Suddenly, everyone wants the remains and when they are stolen "K" is tasked with not only retrieving them but finding and killing the replicant spawn. As he researches the birth, though, he discovers that this lost replicant offspring is in actuality him…or is it? He wanders into dangerous territory, both physically and metaphorically, as various factions look to "retire" him. He heads to Las Vegas where retired Blade Runner and father of the replicant baby, Rick Deckard (Ford) lives to find some answers, which put both of them in danger. In the end, he finds out the truth and continues on in his life, unfulfilled.
In general, I am not a fan of Gosling but I will admit this is one of my favorite roles of his. His facial expressions are nuanced and add a whole other dimension to his performance, especially considering that his dialogue, at times, is minimal. The audience can sense his loneliness and the inner workings of his mind as he questions everything he once knew. Ana de Armas (War Dogs) is lovely as "K's" virtual companion, Joi, and the two actors have a tangible chemistry. Robin Wright (The Princess Bride) once again portrays a strong authoritative female – a role she plays well – as "K's" human boss.
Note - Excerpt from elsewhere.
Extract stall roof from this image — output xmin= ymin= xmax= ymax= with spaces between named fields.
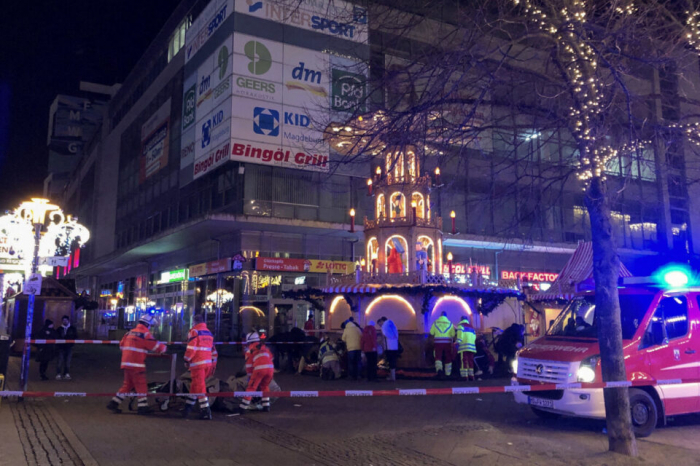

Leto is masterful as always and watching him work is always a pleasure. Of course, the movie would have been lacking without Ford so I'm glad he agreed to return for the sequel.
Two of the other main characters of the movie are the visuals and the music. The soundtrack is so haunting it delves the viewer into the world of isolation and destruction of the future. The cinematography is equally stunning, as the audience feels enveloped in that world. It is unsurprising that the film is up for awards in both categories. One of my only complaints is the over two and a half hour running time. The film could have been shortened and still kept the same look and feel.
The 2160p high definition video quality truly enhances a film such as this one and showcases the aforementioned visuals. The picture is sharp and clean and the whites are crisp and the black tones true and deep. The Dolby Atmos Audio is spectacular and compliments the video quality nicely. The surround sound opens up beautifully allowing the terrific soundtrack to breathe life. The extras, which are found on the standard Blu-ray are plentiful and informative. Especially noteworthy are three short films that are a prologue to the new movie and bridge the gap between the two films. I recommend watching those BEFORE viewing this feature film. Another extra, Blade Runner 101, includes other short featurettes that review the blade runners, the replicants, the Wallace Corporation, etc.
If one has to wait over 30 years for a sequel, it better be worth it and I can assure you, this one certainly fits the bill. Visually and orally exceptional, it is well acted and directed and is worth the investment.